Conclusively, sharing an initial with a natural disaster increases the likelihood that people will donate to relief efforts for that disaster, but does not increase the average size of the donation. This finding replicates and extends earlier word done by Nelson and Simmons (2007) that suggests that people can be attracted to negative targets with which they share an initial. However, unlike previous studies, the findings from this experiment cannot easily be accounted for by the assimilation of positive feelings about the self into the target of evaluation. Current theories on this implicit egotism predict that people should either avoid association with a negative stimulus (Snyder et al, 1986) or downplay the negativity of same initial stimuli (Finch & Cialdini, 1989).
Chandler, J., Griffin, T. M., & Sorensen, N. (2008). In the ‘I’ of the storm: Shared initials increase disaster donations. Judgement and Decision Making, 3, 404-410.
Finch, J. F., & Cialdini, R. B. (1989). Another indirect tactic of (self-) image management: Boosting. Personality and Social Psychology Bulletin, 15, 222-232.
Heider, F. (1958). The psychology of interpersonal relations. Hoboken, NJ: John Wiley & Sons, Inc.

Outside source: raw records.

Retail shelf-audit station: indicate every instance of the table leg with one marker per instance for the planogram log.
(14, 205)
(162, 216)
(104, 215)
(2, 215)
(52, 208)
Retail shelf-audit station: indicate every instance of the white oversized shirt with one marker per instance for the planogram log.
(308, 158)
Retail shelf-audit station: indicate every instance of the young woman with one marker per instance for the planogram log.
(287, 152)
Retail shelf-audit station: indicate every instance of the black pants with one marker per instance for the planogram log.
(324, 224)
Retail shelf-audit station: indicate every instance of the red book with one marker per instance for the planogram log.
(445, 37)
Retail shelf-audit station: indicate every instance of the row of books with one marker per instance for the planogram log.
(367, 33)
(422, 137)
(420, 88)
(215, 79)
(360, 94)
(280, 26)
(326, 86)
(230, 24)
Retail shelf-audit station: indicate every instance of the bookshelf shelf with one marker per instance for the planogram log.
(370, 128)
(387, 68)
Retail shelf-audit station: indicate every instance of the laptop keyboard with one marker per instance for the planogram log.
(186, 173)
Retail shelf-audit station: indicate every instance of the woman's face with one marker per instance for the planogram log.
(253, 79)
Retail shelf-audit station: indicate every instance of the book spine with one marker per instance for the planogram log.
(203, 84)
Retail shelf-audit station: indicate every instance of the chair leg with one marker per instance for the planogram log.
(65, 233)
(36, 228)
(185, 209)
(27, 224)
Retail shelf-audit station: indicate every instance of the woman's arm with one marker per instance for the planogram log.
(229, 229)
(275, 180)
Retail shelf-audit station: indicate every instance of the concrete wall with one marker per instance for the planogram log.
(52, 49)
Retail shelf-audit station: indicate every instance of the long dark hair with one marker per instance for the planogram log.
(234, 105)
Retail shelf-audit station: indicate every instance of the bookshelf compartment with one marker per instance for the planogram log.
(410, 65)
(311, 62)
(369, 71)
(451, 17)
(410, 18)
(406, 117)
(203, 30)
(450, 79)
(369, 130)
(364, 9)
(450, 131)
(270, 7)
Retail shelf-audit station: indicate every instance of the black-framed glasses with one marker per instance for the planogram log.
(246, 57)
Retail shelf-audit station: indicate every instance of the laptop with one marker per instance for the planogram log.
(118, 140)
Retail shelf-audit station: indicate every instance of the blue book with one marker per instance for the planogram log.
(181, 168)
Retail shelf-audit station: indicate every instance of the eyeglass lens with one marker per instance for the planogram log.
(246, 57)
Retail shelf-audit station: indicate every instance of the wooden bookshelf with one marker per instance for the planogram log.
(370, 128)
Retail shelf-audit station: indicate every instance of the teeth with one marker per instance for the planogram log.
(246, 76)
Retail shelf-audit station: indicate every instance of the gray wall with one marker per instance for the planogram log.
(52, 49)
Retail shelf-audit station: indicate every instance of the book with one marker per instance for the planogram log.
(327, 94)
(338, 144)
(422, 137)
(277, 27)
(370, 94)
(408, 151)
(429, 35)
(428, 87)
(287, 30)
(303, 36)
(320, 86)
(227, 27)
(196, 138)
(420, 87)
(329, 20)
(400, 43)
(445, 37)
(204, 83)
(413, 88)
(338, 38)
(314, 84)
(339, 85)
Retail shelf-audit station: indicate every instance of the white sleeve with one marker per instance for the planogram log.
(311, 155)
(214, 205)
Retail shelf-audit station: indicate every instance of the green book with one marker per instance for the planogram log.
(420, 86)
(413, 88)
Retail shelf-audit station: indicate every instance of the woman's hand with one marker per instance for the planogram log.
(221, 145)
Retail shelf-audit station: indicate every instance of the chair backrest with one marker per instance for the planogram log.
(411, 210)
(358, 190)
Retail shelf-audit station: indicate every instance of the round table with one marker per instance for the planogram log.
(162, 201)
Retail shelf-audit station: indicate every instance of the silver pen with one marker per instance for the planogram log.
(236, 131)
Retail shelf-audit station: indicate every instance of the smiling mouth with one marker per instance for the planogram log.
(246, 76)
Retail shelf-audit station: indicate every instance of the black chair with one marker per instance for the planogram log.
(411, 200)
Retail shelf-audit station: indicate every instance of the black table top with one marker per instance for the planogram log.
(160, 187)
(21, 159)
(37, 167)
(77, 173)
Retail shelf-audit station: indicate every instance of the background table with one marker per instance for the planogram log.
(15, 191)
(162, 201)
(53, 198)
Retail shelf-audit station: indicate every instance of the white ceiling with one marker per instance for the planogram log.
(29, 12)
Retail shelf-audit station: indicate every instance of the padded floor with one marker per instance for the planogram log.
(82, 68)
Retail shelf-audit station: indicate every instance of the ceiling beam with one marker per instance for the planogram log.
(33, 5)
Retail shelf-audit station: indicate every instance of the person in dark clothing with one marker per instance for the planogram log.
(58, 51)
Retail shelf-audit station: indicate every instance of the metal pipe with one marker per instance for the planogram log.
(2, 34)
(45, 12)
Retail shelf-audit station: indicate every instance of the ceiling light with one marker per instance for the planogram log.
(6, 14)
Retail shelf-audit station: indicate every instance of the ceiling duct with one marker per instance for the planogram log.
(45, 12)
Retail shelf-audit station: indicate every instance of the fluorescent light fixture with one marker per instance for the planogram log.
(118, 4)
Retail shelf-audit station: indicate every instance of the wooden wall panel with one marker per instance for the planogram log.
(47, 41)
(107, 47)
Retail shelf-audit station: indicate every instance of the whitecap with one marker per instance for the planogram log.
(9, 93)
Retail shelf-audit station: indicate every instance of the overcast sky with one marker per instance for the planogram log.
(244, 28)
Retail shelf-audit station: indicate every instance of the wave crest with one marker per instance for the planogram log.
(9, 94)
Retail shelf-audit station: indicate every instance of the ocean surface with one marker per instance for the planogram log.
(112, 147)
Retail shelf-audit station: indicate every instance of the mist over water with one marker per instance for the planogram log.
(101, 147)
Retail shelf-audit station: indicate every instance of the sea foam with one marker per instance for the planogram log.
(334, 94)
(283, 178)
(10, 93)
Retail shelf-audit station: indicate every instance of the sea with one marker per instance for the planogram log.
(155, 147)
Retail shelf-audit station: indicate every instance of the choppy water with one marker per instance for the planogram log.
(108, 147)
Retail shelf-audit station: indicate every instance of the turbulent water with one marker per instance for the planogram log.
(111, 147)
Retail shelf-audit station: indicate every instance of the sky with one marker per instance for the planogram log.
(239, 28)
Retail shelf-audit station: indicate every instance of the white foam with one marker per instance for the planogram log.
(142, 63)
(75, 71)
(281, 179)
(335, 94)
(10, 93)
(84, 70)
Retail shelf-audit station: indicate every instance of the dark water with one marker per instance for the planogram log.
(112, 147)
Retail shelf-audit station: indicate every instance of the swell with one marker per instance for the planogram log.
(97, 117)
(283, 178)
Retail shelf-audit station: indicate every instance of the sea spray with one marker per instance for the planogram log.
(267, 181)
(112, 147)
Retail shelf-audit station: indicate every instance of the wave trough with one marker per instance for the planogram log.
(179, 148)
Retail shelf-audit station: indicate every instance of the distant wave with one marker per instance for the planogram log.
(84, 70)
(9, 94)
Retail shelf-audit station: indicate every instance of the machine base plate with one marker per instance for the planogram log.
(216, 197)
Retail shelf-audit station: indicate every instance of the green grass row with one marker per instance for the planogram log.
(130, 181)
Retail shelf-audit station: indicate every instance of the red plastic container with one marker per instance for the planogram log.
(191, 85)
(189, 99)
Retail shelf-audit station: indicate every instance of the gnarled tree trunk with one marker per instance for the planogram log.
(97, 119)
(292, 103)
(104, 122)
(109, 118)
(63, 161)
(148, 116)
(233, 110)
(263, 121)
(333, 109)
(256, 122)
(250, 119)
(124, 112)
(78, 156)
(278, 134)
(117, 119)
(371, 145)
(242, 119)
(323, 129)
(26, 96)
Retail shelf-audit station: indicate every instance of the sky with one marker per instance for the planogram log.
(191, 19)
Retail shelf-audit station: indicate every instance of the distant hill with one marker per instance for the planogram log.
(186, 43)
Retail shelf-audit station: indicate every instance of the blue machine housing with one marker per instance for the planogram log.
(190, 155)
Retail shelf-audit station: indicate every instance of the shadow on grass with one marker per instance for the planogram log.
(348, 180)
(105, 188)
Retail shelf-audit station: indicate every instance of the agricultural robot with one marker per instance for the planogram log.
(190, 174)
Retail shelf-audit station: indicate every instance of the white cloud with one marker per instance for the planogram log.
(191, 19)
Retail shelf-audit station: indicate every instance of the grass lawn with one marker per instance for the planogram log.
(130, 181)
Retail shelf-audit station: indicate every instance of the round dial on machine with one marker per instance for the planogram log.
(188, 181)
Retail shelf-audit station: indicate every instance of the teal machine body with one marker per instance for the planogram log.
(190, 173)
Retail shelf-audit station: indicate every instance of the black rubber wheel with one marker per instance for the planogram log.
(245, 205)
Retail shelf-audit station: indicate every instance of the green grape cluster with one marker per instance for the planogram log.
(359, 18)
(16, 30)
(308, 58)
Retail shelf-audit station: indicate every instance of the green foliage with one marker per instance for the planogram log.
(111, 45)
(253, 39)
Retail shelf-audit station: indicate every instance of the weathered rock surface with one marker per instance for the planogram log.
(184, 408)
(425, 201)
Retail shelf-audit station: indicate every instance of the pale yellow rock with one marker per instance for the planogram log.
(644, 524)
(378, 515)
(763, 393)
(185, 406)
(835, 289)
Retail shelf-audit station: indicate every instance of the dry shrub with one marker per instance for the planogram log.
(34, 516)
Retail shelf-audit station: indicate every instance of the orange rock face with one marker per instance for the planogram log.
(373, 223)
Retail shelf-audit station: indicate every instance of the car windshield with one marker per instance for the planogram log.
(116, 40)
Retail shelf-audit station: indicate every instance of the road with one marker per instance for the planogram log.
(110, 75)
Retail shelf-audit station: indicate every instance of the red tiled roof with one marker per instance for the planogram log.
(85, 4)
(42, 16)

Nelson, L. D., & Simmons, J. P. (2007). Moniker Maladies: When names sabotage success. Psychological Science, 18, 1106-1112.
Nuttin, J. M. (1987). Affective consequences of mere ownership: The name letter effect in twelve European languages. European Journal of Social Psychology, 17, 381-402.
Pelham, B. W., Mirenberg, M. C., & Jones, J. T. (2002). Why Susie sells seashells by the seashore: Implicit egotism and major life decisions. Journal of Personality and Social Psychology, 82, 469-487.
Salkin, A. (2005) What’s in a Name, Katrinas? New York Times, p. 9-1.
Snyder, C. R., Lassegard, M., & Ford, C. E. (1986). Distancing after group success and failure. Journal of Personality and Social Psychology, 51, 382-388.